A man with a silver bowl on a pillow walks through a temple decorated with flowers. He walks straight towards the photographer, who prints exactly at the moment when a kind of aura seems to arise, thanks to the light in the background. The photo was taken on Monday, January 22, at the opening of a Hindu temple in the northern Indian city of Ayodhya.
The man in the photo is Indian Prime Minister Narendra Modi (73). Without much exaggeration you can say that the multimillion-dollar complex itself plays a supporting role, and mainly functions as a backdrop for the ambitions of Modi, who wants to be elected Prime Minister of India for the third time this spring.
The image here is the whole thing: proof of Modi’s power and a moment when religion and state merge utterly. The headline in this newspaper above a piece by foreign editor Ben van Raaij: ‘Opening of a megalomaniacal Hindu temple in India is a holiday for Hindus, but saddens Muslims.’
The shortest possible summary of an endlessly complex and charged history: in 1992, a mob of Hindu extremists destroyed the 16th-century Babri Masjid mosque on this site. The mosque is said to have been built on Hindu holy ground. An estimated two thousand people, mostly Muslims, were killed in subsequent fighting. The outbreak of violence marked the beginning of the rise of the Hindu nationalist party (BJP) that brought Modi to power. And the opening of the temple is the preliminary culmination of this power. Everywhere in India, mosques are being replaced by Hindu temples or there are lawsuits claiming historic ‘Hindu territory’.

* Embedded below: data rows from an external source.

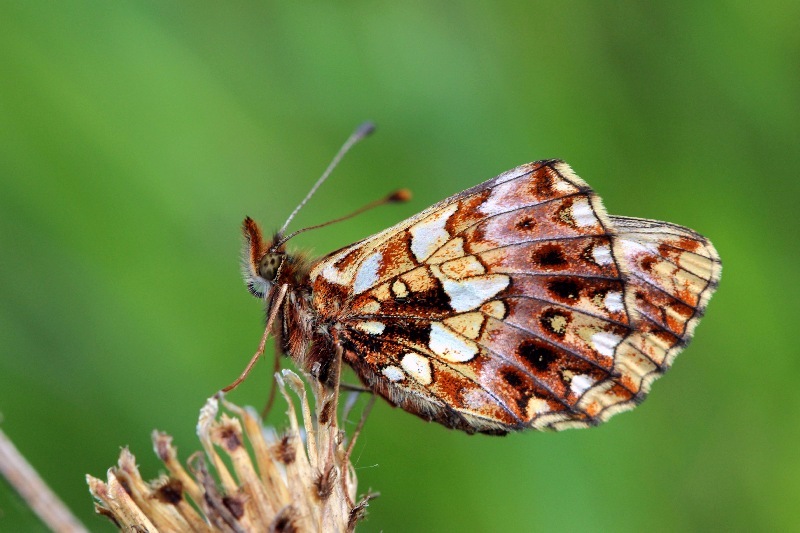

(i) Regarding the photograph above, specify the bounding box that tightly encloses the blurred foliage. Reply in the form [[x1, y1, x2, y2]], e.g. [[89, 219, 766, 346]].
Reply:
[[0, 0, 800, 531]]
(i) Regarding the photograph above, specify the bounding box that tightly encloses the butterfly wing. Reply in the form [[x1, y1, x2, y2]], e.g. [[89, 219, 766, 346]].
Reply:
[[311, 161, 719, 433]]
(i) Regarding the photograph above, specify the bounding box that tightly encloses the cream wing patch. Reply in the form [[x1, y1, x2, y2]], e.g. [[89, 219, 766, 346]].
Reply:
[[400, 352, 433, 385], [428, 322, 478, 363]]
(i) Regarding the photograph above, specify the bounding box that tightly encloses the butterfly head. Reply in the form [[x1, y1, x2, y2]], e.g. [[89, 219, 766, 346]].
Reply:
[[242, 217, 286, 298]]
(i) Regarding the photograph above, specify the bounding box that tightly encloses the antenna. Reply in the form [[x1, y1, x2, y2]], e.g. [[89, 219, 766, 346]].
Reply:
[[272, 189, 411, 250], [278, 122, 375, 235]]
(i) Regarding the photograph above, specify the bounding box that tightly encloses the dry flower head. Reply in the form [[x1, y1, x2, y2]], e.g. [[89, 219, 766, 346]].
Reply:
[[86, 370, 375, 532]]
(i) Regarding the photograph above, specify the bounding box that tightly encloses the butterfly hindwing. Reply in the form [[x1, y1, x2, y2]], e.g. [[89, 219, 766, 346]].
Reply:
[[310, 161, 719, 433]]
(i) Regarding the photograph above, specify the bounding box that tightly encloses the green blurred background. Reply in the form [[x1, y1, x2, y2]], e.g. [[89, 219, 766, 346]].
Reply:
[[0, 1, 800, 531]]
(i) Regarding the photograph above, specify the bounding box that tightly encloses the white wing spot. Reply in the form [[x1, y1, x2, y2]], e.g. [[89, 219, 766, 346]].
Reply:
[[592, 244, 613, 265], [569, 374, 594, 396], [400, 352, 433, 385], [381, 365, 405, 383], [431, 267, 511, 313], [572, 198, 597, 227], [592, 331, 622, 357], [356, 321, 386, 335], [353, 252, 383, 294], [603, 291, 625, 313], [429, 322, 478, 363], [409, 204, 458, 263], [392, 279, 408, 298]]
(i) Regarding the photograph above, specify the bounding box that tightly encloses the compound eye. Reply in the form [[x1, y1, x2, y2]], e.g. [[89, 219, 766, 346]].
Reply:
[[258, 253, 283, 281]]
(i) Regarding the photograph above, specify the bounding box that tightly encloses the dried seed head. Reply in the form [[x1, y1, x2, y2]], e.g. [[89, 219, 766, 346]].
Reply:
[[87, 371, 380, 533]]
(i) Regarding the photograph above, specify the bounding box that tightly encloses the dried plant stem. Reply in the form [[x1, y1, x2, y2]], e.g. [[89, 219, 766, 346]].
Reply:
[[0, 430, 88, 533]]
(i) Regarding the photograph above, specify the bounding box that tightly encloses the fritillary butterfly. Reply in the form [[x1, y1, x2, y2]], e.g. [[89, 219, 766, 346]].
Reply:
[[236, 142, 721, 434]]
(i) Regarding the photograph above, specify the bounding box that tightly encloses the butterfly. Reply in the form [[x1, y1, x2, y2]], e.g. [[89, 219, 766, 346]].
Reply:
[[234, 127, 721, 434]]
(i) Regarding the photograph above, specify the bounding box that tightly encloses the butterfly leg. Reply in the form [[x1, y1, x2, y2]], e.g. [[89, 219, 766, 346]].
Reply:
[[221, 285, 289, 392]]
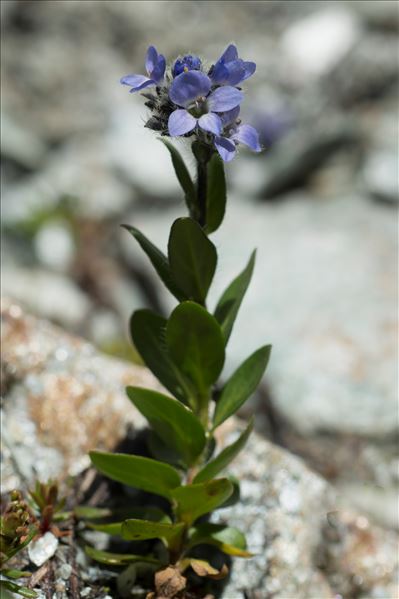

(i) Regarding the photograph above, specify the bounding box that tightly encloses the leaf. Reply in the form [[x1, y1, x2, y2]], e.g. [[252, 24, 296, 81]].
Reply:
[[193, 420, 253, 483], [130, 310, 192, 403], [126, 387, 206, 465], [205, 154, 226, 234], [122, 520, 185, 544], [213, 345, 272, 429], [122, 225, 187, 301], [172, 478, 233, 524], [187, 522, 253, 557], [166, 302, 225, 394], [158, 137, 196, 214], [215, 250, 256, 344], [90, 451, 180, 499], [85, 545, 160, 566], [168, 218, 217, 304]]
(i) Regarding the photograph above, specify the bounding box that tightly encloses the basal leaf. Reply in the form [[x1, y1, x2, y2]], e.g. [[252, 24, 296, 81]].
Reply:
[[166, 302, 225, 394], [122, 520, 185, 542], [122, 225, 188, 301], [172, 478, 233, 524], [126, 387, 206, 465], [168, 218, 217, 304], [213, 345, 272, 428], [130, 310, 192, 403], [159, 137, 196, 214], [85, 546, 160, 566], [90, 451, 180, 499], [193, 420, 253, 483], [215, 251, 256, 343], [188, 522, 253, 557], [205, 153, 226, 233]]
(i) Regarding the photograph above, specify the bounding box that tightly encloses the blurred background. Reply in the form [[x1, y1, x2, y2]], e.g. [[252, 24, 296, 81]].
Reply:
[[1, 0, 399, 527]]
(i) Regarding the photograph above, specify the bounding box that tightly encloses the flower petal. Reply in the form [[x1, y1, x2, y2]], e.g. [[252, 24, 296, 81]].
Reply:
[[121, 75, 155, 92], [198, 112, 222, 135], [208, 85, 244, 112], [151, 54, 166, 83], [219, 106, 240, 127], [231, 125, 262, 152], [145, 46, 158, 75], [169, 71, 211, 107], [168, 110, 197, 137], [215, 137, 236, 162], [218, 44, 238, 62]]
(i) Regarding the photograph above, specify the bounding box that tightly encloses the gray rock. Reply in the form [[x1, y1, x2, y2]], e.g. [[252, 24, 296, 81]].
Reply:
[[3, 303, 397, 599]]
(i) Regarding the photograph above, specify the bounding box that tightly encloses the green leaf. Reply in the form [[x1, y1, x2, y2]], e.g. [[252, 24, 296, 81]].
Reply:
[[213, 345, 272, 428], [158, 137, 196, 214], [215, 250, 256, 343], [85, 545, 160, 566], [168, 218, 217, 304], [122, 520, 185, 544], [187, 522, 253, 557], [90, 451, 180, 499], [122, 225, 187, 301], [166, 302, 225, 394], [130, 310, 192, 403], [205, 154, 226, 234], [172, 478, 233, 524], [126, 387, 206, 465], [193, 420, 253, 483]]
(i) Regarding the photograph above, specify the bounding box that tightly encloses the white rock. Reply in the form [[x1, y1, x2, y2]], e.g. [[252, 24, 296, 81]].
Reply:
[[28, 532, 58, 567]]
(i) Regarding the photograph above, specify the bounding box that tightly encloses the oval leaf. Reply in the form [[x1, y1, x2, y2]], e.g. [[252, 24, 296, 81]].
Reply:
[[122, 520, 185, 543], [166, 302, 225, 394], [215, 251, 256, 343], [126, 387, 206, 465], [90, 451, 180, 499], [205, 154, 226, 233], [158, 137, 196, 214], [122, 225, 188, 301], [172, 478, 233, 524], [193, 421, 253, 483], [213, 345, 272, 428], [188, 522, 253, 557], [168, 218, 217, 304], [130, 310, 195, 403]]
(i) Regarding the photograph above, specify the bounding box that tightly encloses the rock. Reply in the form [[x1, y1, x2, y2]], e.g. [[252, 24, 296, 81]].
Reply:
[[3, 303, 397, 599]]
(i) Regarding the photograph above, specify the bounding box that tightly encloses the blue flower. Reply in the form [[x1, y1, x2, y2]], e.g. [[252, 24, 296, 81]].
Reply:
[[209, 44, 256, 85], [121, 46, 166, 93], [168, 71, 244, 137], [214, 107, 262, 162], [172, 54, 201, 77]]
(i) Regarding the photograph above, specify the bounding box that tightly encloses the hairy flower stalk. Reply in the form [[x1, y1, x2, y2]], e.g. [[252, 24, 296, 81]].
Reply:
[[87, 44, 271, 597]]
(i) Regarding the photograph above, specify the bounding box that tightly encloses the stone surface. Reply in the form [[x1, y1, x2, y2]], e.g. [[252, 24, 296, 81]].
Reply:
[[2, 302, 397, 599]]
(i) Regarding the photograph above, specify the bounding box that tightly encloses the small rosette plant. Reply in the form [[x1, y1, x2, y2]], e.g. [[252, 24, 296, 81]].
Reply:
[[88, 45, 271, 594]]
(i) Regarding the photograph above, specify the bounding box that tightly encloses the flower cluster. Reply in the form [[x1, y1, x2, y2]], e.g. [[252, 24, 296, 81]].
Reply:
[[121, 44, 261, 162]]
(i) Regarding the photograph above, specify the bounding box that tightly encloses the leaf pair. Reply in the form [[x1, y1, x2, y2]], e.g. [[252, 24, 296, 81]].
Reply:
[[123, 218, 217, 304], [160, 138, 226, 234], [130, 301, 225, 410]]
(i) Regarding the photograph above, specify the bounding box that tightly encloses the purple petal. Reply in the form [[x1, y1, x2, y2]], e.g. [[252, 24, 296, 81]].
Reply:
[[151, 54, 166, 83], [208, 85, 244, 112], [231, 125, 262, 152], [168, 110, 197, 137], [145, 46, 158, 76], [169, 71, 211, 107], [121, 75, 155, 92], [218, 44, 238, 62], [241, 62, 256, 81], [215, 137, 236, 162], [210, 61, 229, 83], [219, 106, 240, 127], [198, 112, 222, 135]]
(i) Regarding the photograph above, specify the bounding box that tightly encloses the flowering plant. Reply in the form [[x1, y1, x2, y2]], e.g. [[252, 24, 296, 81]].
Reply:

The ‘megalomaniac’ in the headline in this newspaper was partly due to the billion-dollar project to build a pilgrimage industry around this temple. Thousands of homes have now been demolished to make way for boulevards; the 42 temple doors are covered with more than 100 kilos of gold.
But the megalomania also lies in this inflated press moment while the temple is far from finished. You can’t inaugurate something while the cranes and bulldozers are still working – another year and a half, in fact, by some estimate. The religious timing was wrong, but the political timing in the run-up to the elections could not be better from Modi’s perspective.
Back to the photo. Modi is on his way to the statue of Lord Rama, one of the most important gods in Hinduism, who is said to have been born on this spot. Modi will lay a lotus flower at the statue as a dedication. Then he will kneel. The long walk from Modi to Rama is captured here in a perfect combination of religious humility and worldly omnipotence. ‘A monument to the peeling secularism in India’, say Modi’s critics.
The photo comes from the PIB, the Press Information Bureau of the Indian government. The image was made available (in a so-called ‘handout’) to international news agencies, who were only allowed to cover the event from outside the temple. The PIB’s generally anonymous photographers are deployed to assist the press (8,400 newspapers and news organizations in India alone) in their work to inform the public about the results of government policies.
In any case, this is the wording on the PIB site, where you can also find this interesting quote: ‘The PIB also provides feedback to the government about the reactions of the population to the government as can be found in the media. ‘ Sounds just vague and ominous enough that as an Indian medium we might perhaps apply some self-censorship here and there.
After the destruction of the Babri Masjid mosque, the Indian Supreme Court awarded the land to the Hindus. Muslims were allocated a site elsewhere to build a new mosque. This has still not started.